In Surinder Kumar vs State (Delhi Administration), the accused was convicted under Section 302 IPC in a bride burning case. Natarajan, J. speaking for the Bench found that the dying declaration sets out that the accused was in the habit of ill-treating her and that on the morning in question, he had abused Her and beat her. On top of everything, he had also poured kerosene over her and set fire to her.
Generally, after the marriage, if the girl happens to be educated and the parents are educated, they will write letters, and the contents in those letters will also be of safe guide to know the truth or otherwise of the oral evidence let in the prosecution witnesses. The deceased Rajyalaksbrni studied only up to Xth class. She is also residing in Hyderabad, and her parents are also living in Hyderabad, and they are not well educated, and her mother and grandmother are illiterates. Under these circumstances, we cannot expect that she will be in a position to write any letters to her parents. It is only the oral testimony alone that has to be taken into consideration.”
Due to the prevalence of the dowry practice, a girl is regarded as a liability in her own natal home. Some parents are unwilling to give their daughters a higher education because they must search for highly educated boys for marriages. A better-educated boy will demand more dowries, creating an unnecessary problem for parents. Dowry is thus a significant impediment to the advancement of girls’ education, and girls who are denied higher education are unable to advance their status. Due to the practice of dowry, boys are always given more importance in terms of food, clothing, medical care, and education in middle-class families.

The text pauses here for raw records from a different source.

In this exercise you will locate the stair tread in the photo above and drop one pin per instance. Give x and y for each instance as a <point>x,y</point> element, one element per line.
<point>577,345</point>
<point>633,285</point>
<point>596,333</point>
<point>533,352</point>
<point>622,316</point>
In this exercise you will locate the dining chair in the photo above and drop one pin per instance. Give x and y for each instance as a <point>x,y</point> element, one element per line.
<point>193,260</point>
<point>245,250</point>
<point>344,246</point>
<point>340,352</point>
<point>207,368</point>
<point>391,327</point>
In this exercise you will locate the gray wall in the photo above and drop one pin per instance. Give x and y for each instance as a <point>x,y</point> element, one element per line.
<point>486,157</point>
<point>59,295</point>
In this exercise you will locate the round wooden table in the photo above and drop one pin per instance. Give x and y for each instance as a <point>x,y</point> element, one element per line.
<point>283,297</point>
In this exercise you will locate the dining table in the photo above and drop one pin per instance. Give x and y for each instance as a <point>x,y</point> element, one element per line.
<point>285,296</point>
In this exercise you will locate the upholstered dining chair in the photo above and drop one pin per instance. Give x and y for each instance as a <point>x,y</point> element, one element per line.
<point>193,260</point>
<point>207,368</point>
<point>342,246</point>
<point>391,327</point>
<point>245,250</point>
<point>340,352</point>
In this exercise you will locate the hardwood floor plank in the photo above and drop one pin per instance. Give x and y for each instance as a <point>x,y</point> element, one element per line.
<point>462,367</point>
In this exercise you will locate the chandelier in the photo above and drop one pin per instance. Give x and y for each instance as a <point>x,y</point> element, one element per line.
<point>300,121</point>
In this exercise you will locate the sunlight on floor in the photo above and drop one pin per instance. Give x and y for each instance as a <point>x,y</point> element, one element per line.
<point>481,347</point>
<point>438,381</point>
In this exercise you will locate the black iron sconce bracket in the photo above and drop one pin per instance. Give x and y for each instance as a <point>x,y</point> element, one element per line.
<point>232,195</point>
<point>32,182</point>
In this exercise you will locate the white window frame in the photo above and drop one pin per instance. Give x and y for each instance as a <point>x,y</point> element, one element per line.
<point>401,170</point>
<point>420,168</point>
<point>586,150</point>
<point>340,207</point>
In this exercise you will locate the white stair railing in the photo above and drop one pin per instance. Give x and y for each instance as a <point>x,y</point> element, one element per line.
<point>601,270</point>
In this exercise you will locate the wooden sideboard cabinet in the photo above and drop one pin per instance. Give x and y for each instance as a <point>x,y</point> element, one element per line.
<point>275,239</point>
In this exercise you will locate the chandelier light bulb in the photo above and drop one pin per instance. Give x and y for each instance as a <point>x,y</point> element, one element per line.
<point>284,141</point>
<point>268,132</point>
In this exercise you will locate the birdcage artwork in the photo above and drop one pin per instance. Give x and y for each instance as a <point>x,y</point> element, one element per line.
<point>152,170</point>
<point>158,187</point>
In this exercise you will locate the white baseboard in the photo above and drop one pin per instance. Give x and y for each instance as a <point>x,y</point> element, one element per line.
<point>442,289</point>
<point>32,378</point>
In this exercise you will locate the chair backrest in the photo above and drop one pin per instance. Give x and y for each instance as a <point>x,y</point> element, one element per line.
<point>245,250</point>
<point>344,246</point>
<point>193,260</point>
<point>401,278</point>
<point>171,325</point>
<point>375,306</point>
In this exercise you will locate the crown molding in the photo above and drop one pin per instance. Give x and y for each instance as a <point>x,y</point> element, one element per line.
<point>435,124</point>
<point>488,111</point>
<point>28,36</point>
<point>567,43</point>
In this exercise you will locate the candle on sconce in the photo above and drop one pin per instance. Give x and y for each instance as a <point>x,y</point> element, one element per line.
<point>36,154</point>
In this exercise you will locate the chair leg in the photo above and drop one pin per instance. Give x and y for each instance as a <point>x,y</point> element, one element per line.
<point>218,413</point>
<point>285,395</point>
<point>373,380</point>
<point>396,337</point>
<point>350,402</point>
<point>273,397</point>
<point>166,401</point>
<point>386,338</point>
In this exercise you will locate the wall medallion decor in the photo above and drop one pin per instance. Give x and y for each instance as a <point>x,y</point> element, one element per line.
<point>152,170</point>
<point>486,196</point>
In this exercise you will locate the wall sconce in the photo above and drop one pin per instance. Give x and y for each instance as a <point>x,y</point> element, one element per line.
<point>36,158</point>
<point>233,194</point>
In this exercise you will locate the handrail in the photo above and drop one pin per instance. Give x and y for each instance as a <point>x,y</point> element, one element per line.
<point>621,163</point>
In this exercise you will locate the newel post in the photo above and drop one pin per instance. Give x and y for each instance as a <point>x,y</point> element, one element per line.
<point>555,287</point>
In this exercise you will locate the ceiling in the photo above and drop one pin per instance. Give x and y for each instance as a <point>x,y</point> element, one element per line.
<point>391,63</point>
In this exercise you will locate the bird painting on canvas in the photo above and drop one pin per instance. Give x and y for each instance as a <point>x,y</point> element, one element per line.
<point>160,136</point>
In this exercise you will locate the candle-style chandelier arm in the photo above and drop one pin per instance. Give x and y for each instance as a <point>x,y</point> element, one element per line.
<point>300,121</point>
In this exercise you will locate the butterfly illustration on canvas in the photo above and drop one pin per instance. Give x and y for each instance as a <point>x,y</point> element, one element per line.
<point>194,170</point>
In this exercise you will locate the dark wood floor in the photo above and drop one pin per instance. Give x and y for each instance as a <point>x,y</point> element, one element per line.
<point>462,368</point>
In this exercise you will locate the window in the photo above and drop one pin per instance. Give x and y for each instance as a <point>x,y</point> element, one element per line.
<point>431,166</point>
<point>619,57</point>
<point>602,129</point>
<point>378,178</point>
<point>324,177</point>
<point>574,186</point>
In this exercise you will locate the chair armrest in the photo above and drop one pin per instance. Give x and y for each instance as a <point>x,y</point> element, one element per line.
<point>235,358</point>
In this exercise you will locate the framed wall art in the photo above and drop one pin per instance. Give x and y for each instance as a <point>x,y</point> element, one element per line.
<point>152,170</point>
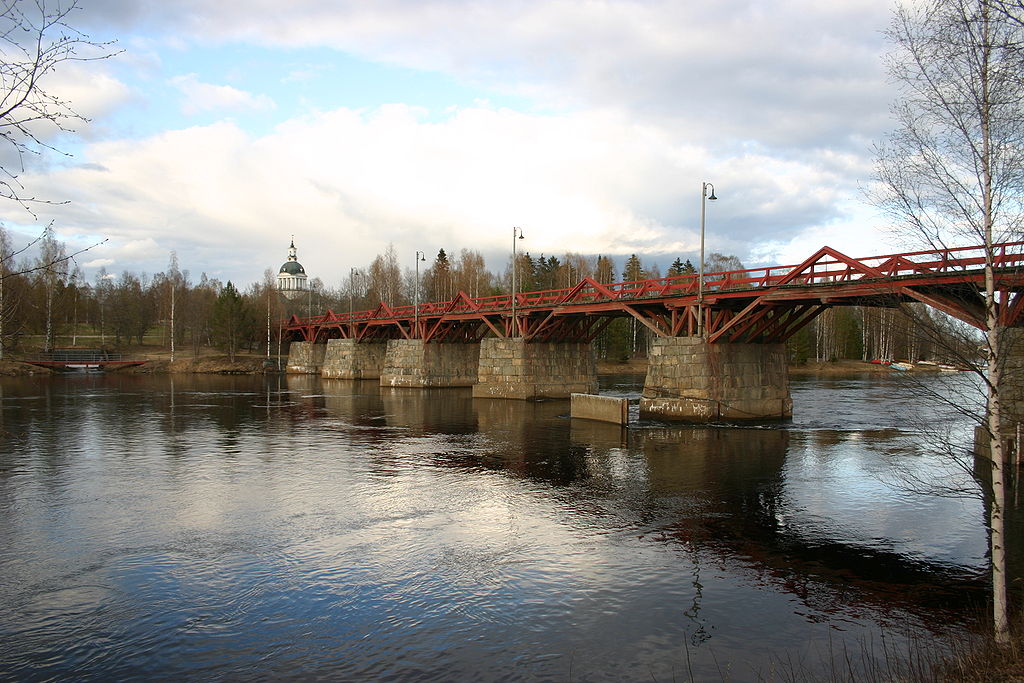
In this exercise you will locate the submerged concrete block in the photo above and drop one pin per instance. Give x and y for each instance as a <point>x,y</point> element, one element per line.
<point>602,409</point>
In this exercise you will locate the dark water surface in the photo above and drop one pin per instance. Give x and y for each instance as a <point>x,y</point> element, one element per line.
<point>226,527</point>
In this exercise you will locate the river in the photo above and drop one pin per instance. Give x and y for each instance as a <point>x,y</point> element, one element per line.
<point>236,527</point>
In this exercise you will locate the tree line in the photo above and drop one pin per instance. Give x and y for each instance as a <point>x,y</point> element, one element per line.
<point>46,301</point>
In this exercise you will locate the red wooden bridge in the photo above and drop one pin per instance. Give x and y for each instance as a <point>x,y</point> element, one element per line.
<point>757,305</point>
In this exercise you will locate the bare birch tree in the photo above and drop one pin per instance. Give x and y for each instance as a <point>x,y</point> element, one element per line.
<point>36,38</point>
<point>951,174</point>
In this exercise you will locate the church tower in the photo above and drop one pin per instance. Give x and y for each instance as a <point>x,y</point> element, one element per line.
<point>292,276</point>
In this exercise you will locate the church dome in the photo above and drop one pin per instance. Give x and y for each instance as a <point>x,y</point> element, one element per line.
<point>292,276</point>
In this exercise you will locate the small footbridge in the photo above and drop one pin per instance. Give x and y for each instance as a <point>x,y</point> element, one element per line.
<point>73,359</point>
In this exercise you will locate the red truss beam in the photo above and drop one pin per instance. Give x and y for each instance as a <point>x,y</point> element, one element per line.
<point>755,305</point>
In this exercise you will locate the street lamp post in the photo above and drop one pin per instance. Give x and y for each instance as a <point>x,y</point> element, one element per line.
<point>351,293</point>
<point>516,233</point>
<point>704,198</point>
<point>416,313</point>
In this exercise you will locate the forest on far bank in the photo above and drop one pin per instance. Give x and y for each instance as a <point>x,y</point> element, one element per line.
<point>46,302</point>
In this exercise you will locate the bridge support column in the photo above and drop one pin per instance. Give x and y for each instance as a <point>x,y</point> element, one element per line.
<point>411,363</point>
<point>305,357</point>
<point>514,369</point>
<point>348,359</point>
<point>691,380</point>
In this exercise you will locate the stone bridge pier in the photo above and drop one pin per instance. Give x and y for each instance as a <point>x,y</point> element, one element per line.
<point>349,359</point>
<point>691,380</point>
<point>305,357</point>
<point>413,363</point>
<point>515,369</point>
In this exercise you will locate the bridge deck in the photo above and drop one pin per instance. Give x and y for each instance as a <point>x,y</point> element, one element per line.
<point>759,305</point>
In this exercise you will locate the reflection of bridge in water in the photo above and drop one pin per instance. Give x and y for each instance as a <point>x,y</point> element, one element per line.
<point>718,351</point>
<point>717,495</point>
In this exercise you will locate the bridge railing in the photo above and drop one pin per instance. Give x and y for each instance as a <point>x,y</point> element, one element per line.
<point>826,266</point>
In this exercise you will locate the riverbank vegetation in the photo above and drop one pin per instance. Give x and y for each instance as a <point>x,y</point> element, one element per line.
<point>46,307</point>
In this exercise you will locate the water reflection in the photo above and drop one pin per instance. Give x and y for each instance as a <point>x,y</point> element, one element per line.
<point>250,527</point>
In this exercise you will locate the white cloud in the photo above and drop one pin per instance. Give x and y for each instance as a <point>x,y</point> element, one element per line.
<point>348,182</point>
<point>201,96</point>
<point>792,74</point>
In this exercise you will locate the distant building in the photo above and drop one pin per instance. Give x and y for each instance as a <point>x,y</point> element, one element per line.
<point>292,276</point>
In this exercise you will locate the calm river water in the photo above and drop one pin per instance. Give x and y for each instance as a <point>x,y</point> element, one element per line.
<point>237,527</point>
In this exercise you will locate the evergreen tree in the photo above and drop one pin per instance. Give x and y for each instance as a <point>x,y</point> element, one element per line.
<point>232,322</point>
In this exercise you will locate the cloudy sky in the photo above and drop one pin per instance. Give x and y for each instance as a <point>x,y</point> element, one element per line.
<point>225,127</point>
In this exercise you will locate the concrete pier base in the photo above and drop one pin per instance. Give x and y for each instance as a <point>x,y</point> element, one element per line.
<point>305,357</point>
<point>513,369</point>
<point>411,363</point>
<point>348,359</point>
<point>691,380</point>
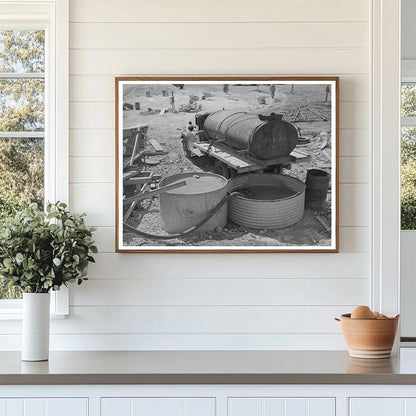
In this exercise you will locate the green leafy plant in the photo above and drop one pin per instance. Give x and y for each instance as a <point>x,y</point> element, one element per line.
<point>43,251</point>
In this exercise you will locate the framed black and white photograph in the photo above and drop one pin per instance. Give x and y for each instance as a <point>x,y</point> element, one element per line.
<point>227,164</point>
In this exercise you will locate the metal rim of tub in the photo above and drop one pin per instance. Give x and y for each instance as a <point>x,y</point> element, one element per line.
<point>263,214</point>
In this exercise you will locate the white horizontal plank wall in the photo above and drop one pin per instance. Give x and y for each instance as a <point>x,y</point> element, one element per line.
<point>198,301</point>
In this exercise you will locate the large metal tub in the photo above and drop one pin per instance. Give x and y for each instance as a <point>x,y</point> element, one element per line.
<point>285,206</point>
<point>184,207</point>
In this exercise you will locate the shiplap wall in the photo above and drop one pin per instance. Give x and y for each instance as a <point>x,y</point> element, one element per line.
<point>208,301</point>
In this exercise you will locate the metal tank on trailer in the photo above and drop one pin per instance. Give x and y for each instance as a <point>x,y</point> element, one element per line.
<point>265,137</point>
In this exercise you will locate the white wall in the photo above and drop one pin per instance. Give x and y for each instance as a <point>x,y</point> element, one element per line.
<point>181,301</point>
<point>408,29</point>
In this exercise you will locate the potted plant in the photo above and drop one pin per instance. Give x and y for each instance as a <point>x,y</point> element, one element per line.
<point>40,252</point>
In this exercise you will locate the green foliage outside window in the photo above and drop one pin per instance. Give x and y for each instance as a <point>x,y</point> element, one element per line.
<point>408,161</point>
<point>21,110</point>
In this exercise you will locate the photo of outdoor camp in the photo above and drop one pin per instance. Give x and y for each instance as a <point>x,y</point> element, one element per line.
<point>227,164</point>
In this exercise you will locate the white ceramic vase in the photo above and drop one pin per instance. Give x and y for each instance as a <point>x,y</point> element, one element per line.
<point>35,326</point>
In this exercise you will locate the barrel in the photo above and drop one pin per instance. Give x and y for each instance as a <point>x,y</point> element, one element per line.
<point>317,185</point>
<point>265,137</point>
<point>185,207</point>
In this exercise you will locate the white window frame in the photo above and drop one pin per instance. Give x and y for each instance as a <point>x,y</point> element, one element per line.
<point>385,262</point>
<point>53,17</point>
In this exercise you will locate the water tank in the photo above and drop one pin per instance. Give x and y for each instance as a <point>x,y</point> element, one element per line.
<point>265,137</point>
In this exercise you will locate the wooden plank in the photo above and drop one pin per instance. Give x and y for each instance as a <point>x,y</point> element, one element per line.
<point>155,144</point>
<point>185,11</point>
<point>299,156</point>
<point>226,155</point>
<point>128,175</point>
<point>319,266</point>
<point>99,88</point>
<point>149,194</point>
<point>217,35</point>
<point>219,291</point>
<point>202,319</point>
<point>294,61</point>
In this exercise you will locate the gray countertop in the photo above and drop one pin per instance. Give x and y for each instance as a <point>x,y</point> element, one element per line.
<point>207,367</point>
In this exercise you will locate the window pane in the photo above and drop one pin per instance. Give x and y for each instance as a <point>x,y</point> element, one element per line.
<point>408,178</point>
<point>22,105</point>
<point>22,51</point>
<point>21,182</point>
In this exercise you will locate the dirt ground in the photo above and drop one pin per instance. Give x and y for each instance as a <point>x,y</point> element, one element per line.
<point>167,129</point>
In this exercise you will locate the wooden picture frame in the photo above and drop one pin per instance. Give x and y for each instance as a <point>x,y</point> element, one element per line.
<point>227,164</point>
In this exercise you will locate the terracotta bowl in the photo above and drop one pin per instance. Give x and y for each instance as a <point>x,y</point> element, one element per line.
<point>369,338</point>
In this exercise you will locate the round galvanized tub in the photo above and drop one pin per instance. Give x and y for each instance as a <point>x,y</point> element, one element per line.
<point>266,201</point>
<point>184,207</point>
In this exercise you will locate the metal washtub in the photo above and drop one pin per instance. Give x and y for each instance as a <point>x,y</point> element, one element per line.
<point>278,212</point>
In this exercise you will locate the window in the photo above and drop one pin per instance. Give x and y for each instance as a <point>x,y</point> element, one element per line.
<point>22,125</point>
<point>408,154</point>
<point>33,111</point>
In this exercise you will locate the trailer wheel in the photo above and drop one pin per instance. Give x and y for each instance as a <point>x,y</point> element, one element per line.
<point>186,150</point>
<point>222,169</point>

Furthermore, the boy who receives a large dowry may regard himself as more dignified, as having a higher status, greater prestige, and being more respectful than the girl. As a result, the girl develops an inferiority complex. In another way, the dowry system lowers women’s status.
Some avaricious young men wish to marry multiple women to reap financial benefits in the form of dowry. This, of course, has an impact on women’s status.
Dowry causes an imbalance in the sex ratio: Parents from low-income families murder their daughters from the time they are born or when they are foetuses in their mother’s womb. The practise of female infanticide and feticide has resulted in a sex imbalance in our society.
Dowrying raises psychological tension: Dowry practice causes many marriages to fail and increases the pressure between parents and daughters. Furthermore, parents are always concerned and tense about arranging the money required to pay in dowry for their daughter’s marriage. In some cases, self-respecting girls may refuse to marry a dowry-demanding boy and may be forced to remain spinsters for the rest of their lives. Forced sex suppression may cause them to become irritable, frustrated, disgusted, and pessimistic. They could even develop neurotic diseases or become involved in an emotional problem.
In many cases, girls are mistreated even after the dowry has been paid. As a result, despite their resistance to the treatment, they disrupt their mental peace and cause constant annoyance. Many times, parents arrange their son’s marriage solely for the sake of dowry. Consent leads to misunderstanding and unhappiness between married couples. Dowry has become the most significant social evil today, despite rapid globalisation, liberalisation, and privatisation. Legislative and non-legislative.Dowry practice has to be eradicated through legislative action.